Alunos do terceiro ano do ensino médio de um colégio em Novo Hamburgo, no Rio Grande do Sul, se vestiram como garis, vendedores ambulantes, faxineiros e cozinheiros no dia 17 de maio, em uma atividade com o tema “se nada der certo”. O objetivo, segundo o colégio era “trabalhar o cenário de não aprovação no vestibular”, incentivando os alunos a “lidar melhor com essa fase”

As imagens dos alunos da Instituição Evangélica de Novo Hamburgo foram recebidas nas redes sociais com indignação. A instituição pediu desculpas em nota, dizendo não ter tido intenção de discriminar determinadas profissões.

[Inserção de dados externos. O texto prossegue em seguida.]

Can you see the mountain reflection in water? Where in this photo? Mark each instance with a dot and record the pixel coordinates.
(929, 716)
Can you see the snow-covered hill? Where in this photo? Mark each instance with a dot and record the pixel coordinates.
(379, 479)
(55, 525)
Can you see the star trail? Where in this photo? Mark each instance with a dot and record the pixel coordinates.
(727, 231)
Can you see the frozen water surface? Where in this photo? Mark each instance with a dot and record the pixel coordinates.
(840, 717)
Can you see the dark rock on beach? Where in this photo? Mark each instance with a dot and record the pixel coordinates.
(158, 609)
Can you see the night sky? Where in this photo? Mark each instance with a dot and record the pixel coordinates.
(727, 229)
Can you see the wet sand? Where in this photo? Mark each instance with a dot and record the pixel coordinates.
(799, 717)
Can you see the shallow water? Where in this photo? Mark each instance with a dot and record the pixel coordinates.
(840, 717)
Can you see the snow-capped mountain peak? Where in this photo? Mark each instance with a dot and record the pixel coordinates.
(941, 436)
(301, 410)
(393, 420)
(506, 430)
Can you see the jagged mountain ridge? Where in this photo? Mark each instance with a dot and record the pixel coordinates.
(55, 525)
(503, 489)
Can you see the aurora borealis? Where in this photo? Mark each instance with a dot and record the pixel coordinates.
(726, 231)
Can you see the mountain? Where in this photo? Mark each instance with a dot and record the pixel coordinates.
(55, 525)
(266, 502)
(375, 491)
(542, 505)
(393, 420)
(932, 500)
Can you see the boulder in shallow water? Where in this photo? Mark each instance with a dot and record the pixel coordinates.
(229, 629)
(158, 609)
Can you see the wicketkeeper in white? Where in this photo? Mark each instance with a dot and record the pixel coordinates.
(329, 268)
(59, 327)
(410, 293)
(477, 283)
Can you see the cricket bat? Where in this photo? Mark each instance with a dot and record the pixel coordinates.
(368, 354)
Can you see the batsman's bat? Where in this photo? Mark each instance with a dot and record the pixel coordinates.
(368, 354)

O Nexo questionou Regina Novaes, antropóloga, professora da UFRJ e pesquisadora do tema da juventude, sobre o que significa “dar certo” hoje para os jovens brasileiros, que ideias estão por trás desses modelos e a partir de qual campo de possibilidades eles são traçados.

Por que na sua avaliação o assunto trazido à tona pelo evento do colégio Marista repercutiu tanto?

REGINA NOVAES Em primeiro lugar devo dizer que as fotos da festa causam indignação. O deboche é revelador. Por meio da depreciação a certas profissões, uma parcela privilegiada de jovens expressa sua visão elitista e (re)marca sua posição de classe. Mas, em uma perspectiva mais otimista, devo dizer que certas repercussões do debate também revelam algumas mudanças em nosso país. Várias reações via internet demonstram que tem mais gente hoje disposta a criticar tais manifestações que naturalizam as persistentes desigualdades da sociedade brasileira.

O melhor exemplo foi o grande número de compartilhamentos da resposta  de Marcio, filho de porteiro, que coloca o foco na relação contraditória, complementar e de dependência entre os brasileiros “que deram certo” e os “que não deram certo”. Outros jovens — cujos pais trabalham ou trabalharam em profissões socialmente desvalorizadas — também usaram as redes sociais para contar suas histórias e questionar preconceitos. Em muitos posts que tive acesso, jovens internautas ­ vários deles participantes de projetos culturais e políticas sociais implementadas nos últimos 14 anos ­, revelando seu conhecimento e interessantes reflexões sobre o que se passa hoje no Brasil, questionaram as “bolhas sociais” em que vivem certos segmentos juvenis. Este é o lado bom da história!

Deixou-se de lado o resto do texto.